Let $k$ be an algebraically closed field.
Consider a map $$F: k^n \rightarrow k^n,$$ defined by $$F(x_1,\ldots,x_n)=(f_1(x_1,\ldots,x_n),\ldots,f_n(x_1,\ldots,x_n)),$$ where $f_1,\ldots,f_n$ are polynomials.
The Jacobian of $F$, which I denote $J$, is the determinant of the matrix $dF$ where the $(i,j)$-th entry of $dF$ is $\partial f_i/\partial x_j$. (The matrix $dF$ gives the induced map on the tangent bundle, or maybe it's the cotangent bundle; it doesn't matter for this question.)
Since $F$ is given by polynomials, the entries of $dF$ are polynomials and $J$ is a polynomial. Hence $F$ is a nonsingular map if and only if $J$ is a constant.

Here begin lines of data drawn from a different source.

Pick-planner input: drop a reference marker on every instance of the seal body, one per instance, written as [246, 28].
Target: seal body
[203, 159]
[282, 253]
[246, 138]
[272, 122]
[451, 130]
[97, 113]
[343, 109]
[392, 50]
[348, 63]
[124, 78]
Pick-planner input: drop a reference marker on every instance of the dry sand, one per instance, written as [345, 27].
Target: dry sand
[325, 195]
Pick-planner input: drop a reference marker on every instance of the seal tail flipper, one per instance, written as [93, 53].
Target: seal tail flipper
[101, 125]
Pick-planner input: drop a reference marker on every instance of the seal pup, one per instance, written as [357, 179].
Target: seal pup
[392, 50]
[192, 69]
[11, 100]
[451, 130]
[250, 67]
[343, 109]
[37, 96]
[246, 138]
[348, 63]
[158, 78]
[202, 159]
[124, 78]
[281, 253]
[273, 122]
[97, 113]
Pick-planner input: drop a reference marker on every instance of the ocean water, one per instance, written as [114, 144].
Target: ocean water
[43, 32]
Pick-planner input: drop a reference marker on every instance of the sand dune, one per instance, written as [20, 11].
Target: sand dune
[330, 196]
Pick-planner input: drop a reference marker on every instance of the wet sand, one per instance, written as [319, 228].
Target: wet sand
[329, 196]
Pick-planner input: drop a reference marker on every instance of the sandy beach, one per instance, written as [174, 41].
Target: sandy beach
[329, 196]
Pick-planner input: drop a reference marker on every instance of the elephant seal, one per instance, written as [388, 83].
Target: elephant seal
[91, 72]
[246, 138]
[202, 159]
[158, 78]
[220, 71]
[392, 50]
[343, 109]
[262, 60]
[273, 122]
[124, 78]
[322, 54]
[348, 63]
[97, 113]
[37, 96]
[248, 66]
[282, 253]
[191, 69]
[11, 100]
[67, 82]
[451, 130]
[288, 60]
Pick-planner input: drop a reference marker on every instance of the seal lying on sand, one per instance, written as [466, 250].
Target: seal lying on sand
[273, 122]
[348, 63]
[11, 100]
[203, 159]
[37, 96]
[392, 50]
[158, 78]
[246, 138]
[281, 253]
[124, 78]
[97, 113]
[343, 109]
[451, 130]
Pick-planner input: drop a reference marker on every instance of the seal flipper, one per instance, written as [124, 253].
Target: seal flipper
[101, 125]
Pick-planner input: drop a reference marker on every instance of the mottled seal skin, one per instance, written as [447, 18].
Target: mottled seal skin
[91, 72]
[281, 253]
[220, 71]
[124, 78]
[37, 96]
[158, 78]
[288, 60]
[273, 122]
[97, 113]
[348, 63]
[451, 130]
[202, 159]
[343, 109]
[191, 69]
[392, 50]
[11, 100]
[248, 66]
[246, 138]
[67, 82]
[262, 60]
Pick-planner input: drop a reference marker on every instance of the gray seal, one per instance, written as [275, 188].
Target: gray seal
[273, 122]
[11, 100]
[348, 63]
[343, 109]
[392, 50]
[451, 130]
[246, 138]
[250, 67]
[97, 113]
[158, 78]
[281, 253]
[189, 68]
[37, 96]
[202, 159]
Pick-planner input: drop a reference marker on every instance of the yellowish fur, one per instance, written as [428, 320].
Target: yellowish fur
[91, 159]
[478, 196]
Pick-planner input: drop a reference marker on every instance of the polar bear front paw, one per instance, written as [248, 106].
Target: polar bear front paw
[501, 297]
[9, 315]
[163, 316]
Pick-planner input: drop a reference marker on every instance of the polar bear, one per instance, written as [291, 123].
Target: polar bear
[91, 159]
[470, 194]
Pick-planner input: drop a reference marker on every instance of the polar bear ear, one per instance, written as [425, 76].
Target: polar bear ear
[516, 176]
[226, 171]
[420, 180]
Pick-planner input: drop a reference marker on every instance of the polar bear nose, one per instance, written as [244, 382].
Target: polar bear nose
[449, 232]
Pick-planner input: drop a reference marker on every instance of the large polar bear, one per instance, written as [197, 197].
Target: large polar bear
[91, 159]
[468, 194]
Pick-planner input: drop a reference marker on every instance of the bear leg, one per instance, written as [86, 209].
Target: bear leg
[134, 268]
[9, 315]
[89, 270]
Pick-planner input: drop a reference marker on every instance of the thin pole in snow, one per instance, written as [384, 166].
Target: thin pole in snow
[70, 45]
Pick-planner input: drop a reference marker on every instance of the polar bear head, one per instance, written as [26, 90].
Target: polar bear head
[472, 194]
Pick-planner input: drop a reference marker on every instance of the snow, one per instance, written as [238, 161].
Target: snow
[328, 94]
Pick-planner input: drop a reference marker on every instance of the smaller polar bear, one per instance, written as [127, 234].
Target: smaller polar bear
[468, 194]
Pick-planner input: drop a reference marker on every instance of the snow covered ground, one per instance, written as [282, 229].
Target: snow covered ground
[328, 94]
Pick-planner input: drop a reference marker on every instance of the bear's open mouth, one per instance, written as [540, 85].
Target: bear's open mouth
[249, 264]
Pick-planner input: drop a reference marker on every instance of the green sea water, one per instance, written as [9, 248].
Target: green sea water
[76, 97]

The inverse function theorem tells us that $F$ has a smooth inverse map if and only if $J$ is constant. The Jacobian conjecture says that this smooth map is in fact also given by polynomials (in the case where the original map $F$ is given by polynomials).
Question: I would like to know if the Jacobian conjecture is known (or trivial) for the special case where the matrix $dF$ is a triangular matrix with $1$'s on the diagonal. If it is not known, I would like to know if the full Jacobian conjecture is known to be equivalent to this special case.

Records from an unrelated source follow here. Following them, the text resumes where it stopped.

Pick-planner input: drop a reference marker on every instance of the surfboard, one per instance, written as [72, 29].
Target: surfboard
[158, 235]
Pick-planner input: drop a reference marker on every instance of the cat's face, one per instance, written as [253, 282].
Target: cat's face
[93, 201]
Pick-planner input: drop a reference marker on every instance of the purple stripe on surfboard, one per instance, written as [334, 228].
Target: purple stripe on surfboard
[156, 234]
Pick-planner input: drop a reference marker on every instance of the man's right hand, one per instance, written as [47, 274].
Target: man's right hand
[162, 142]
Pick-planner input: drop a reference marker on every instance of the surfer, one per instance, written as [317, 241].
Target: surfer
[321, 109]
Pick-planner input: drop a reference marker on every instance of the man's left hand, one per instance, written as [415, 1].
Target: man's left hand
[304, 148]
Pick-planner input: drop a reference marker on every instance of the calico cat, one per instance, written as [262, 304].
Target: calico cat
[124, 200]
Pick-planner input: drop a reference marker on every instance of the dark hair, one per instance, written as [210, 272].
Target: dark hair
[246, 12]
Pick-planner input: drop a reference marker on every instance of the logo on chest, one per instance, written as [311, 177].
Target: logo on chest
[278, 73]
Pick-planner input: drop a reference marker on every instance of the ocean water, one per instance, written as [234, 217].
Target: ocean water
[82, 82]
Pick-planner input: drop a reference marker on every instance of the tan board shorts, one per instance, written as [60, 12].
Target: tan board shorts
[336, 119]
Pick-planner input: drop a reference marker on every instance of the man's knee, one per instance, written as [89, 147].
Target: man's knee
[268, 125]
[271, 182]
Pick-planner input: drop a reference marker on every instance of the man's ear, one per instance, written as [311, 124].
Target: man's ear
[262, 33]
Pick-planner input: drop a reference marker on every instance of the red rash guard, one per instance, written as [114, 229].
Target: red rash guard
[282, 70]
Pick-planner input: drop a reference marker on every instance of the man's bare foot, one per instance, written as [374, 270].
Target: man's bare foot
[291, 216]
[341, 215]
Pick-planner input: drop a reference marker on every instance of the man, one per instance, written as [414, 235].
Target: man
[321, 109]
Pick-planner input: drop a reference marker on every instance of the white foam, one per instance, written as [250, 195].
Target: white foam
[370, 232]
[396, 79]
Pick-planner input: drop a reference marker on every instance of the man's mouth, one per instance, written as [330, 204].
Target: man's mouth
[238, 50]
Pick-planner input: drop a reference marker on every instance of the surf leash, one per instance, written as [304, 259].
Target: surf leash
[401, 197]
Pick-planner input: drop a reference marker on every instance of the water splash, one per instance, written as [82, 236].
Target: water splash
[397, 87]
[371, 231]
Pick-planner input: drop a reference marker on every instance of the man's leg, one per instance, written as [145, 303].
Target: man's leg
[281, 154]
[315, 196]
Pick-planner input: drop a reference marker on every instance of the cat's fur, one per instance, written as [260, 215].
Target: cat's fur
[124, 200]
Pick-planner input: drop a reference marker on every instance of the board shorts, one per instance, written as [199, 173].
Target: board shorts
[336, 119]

Motivation: This is a possible strategy for proving that a particular family of maps I have constructed for a particular purpose is in fact invertible within the category of affine algebraic varieties.
EDIT: Clarifying in light of Tom's remark. The inverse function theorem just says that $F$ has a local inverse. The Jacobian conjecture is that $F$ has a global inverse which is given by polynomials.